Kira auf der Heide

It’s beginning to look a lot like Christmas, or in Cambridge at least, where Christmas always arrives at least one month early. Not that I’m complaining. It’s the most wonderful time of the year, afterall. (Can you read that in a non-singing voice? I can’t).

I quite vividly remember last Michaelmas when I had the supervision “that spoils Christmas.” In other words, the one on gift exchange. Before you give up on this article completely, you’re probably itching to already; please hear me out – it may well be worth it!

“Can a gift then be truly free, if it has a contingency or expectation?”

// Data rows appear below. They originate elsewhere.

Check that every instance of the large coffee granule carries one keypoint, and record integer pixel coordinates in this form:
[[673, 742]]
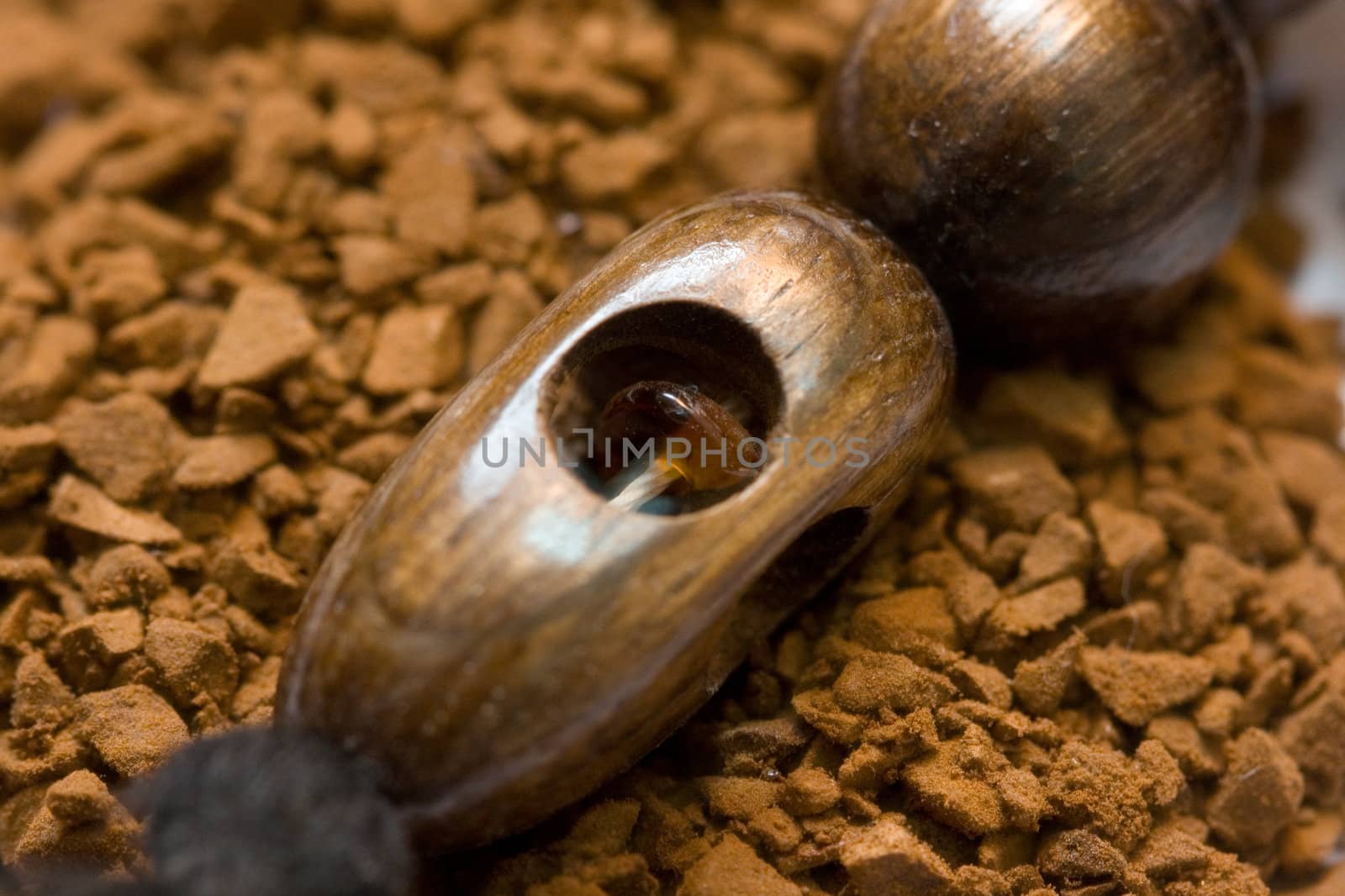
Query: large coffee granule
[[249, 249]]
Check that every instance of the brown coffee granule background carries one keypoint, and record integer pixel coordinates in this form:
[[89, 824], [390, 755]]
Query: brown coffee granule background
[[246, 250]]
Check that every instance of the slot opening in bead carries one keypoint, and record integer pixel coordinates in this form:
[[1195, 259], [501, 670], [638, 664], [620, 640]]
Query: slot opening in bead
[[681, 377]]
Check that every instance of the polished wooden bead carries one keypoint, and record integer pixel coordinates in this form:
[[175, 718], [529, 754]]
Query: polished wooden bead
[[504, 638], [1060, 168]]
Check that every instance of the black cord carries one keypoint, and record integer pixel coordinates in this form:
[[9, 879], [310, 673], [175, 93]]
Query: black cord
[[264, 813]]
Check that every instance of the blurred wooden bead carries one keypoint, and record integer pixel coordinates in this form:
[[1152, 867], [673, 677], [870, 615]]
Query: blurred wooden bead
[[1062, 170]]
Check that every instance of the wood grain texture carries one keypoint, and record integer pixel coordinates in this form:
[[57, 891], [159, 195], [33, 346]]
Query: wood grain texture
[[1059, 168], [502, 640]]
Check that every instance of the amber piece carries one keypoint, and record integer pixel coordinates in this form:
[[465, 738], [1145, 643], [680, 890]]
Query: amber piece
[[689, 432]]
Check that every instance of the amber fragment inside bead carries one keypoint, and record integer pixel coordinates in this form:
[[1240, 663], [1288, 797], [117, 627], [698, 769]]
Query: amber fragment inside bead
[[678, 437]]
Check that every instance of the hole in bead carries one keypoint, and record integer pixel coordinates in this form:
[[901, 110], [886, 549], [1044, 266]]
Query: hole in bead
[[643, 405]]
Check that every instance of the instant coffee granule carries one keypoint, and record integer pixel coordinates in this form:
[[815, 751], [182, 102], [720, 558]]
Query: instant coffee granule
[[249, 249]]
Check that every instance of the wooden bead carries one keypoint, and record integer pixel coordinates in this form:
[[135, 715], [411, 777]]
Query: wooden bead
[[502, 638], [1060, 168]]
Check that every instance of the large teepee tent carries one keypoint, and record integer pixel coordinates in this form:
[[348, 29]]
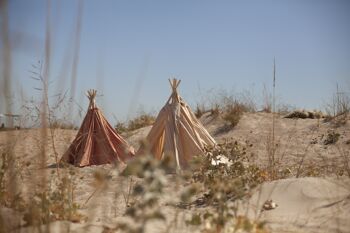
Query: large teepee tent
[[97, 142], [176, 132]]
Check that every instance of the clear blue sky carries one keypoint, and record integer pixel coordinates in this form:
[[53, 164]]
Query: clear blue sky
[[207, 44]]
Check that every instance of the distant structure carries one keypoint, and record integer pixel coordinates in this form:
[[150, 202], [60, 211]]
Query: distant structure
[[9, 120]]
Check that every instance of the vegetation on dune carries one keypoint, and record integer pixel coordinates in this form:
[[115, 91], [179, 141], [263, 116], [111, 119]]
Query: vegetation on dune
[[142, 120]]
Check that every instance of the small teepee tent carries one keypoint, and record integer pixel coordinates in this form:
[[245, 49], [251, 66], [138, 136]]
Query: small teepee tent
[[97, 142], [176, 132]]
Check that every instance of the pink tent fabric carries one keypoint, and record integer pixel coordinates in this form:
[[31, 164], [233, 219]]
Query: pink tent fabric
[[97, 142]]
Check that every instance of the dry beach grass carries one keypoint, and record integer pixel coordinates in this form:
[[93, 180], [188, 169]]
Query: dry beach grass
[[97, 198]]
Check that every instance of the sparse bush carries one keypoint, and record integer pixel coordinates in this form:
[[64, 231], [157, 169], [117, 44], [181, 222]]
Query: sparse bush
[[200, 110], [142, 120], [220, 194], [146, 193], [56, 203], [233, 113], [331, 138], [120, 127]]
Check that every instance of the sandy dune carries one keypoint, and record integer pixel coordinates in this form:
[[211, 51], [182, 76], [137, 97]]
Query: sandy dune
[[306, 204]]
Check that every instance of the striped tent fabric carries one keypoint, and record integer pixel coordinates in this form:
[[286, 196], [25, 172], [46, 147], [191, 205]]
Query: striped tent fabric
[[97, 142], [176, 132]]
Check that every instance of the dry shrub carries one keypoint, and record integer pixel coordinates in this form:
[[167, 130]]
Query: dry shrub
[[200, 110], [331, 138], [338, 108], [146, 193], [233, 113], [221, 195], [56, 203], [142, 120]]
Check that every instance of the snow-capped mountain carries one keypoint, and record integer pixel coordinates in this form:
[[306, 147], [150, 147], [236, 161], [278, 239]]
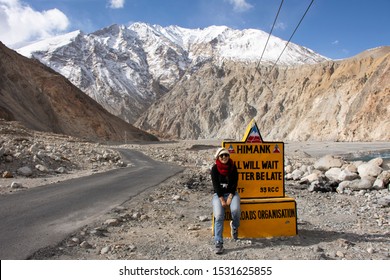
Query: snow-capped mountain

Anthropologists spend a lot of time, probably too much time, looking at gift exchange. They’re fascinated by the notion of a “pure gift”, and whether or not it actually exists in practice. This mostly centres around the question: do we ever give something with no expectation of return? A lot of this depends on how we define “return”, because for example somebody could give anonymously to charity with no expectation of a material return. However, they might expect to feel quite good about it, and maybe even expect a reward in an afterlife. If I give to a homeless person on the street, I’d probably expect to feel like a better person for it. Can a gift then be truly free, if it has a contingency or expectation?

Take another instance: if I give you something for your birthday, would you simply accept it and not return the favour on my birthday? Probably not. Or, if you didn’t return the favour, you might feel quite guilty about it. Most likely, you’ll get me a present a few months later for my birthday and in the process, renew the gift exchange cycle. If you don’t return it, I may even be so upset that I unfriend you on Facebook. A final example: my friend bought me a coffee last week and so next time we meet, I will buy them one in return. If I forget, I may unintentionally create a layer of tension (which I’d rather avoid). This is generally why anthropologist Mauss said that “there is no such thing as a free gift.” Instead, gifts serve to create and renew social relationships, as they carry a certain moral obligation (even if, on the surface, they appear to be voluntary).

Moreover, as gifts “contain something of the giver,” in that we’d tend to associate a necklace with an aunty, or a book with a cousin for instance; gifts contain a certain spirit. This makes it harder to dispose of them, because we may feel guilty for doing so, in a way that we wouldn’t if we threw away a t-shirt we bought for ourselves. We certainly wouldn’t express disdain at a gift received at Christmas, even if we were secretly disappointed. It’s just not the done thing, because we simply can’t disassociate the gift from the giver. For example, I lost a locket that my mum brought me last year and even though it could be replaced, it was upsetting because it had a sentimental value that re-ordering another online could not replace.

“There is also a ceremonial element to gift giving, which tends to give individuals a real sense of belonging”

There is also a ceremonial element to gift giving, which tends to give individuals a real sense of belonging. For example, if I partake in a group Secret Santa, I’ll probably join friends on an evening to exchange gifts. We might make a special meal for it, or plan some fun activities. Whatever we decide to do, we’ll reinforce our sense of community in the process. For some people, however, the Secret Santa may be a reminder of their obligation to others, even if they feel like an outsider most of the time. This isn’t all bad, as the Secret Santa could (at least momentarily) help to mollify tensions through bringing everyone together in celebration and spreading a little bit of joy. At the same time, the Secret Santa exchange also creates boundaries, because it establishes who is part of the group and who is not. So, the Secret Santa might even become political if someone is left out and feels strongly about it. It may even worsen existing inequalities if I deliberately exclude someone. I promise I wouldn’t, though!


Mountain View

The real meaning of Christmas: festivities, family, France

In strong contrast, an exchange of money between Primark and me won’t make (or break) any social relationship or ignite any particularly profound emotions because no relationship really existed in the first place. Maybe this is why we tend to like gift giving; it provides a welcome break from the capitalist mania in which we live, even if it does create a whole new set of problems. Or actually, on second thoughts, maybe it doesn’t provide a welcome break because many of us still seek to accumulate material excess through gift giving. Alas.

This whole article has really been a very rambling attempt at showing how gift exchange is political, economic and cultural all at the same time. I promise I haven’t tried to spoil your Christmas, but if I have, then I refuse to take responsibility for the unfortunate circumstance. Wishing you all a very happy break from the madness of Michaelmas!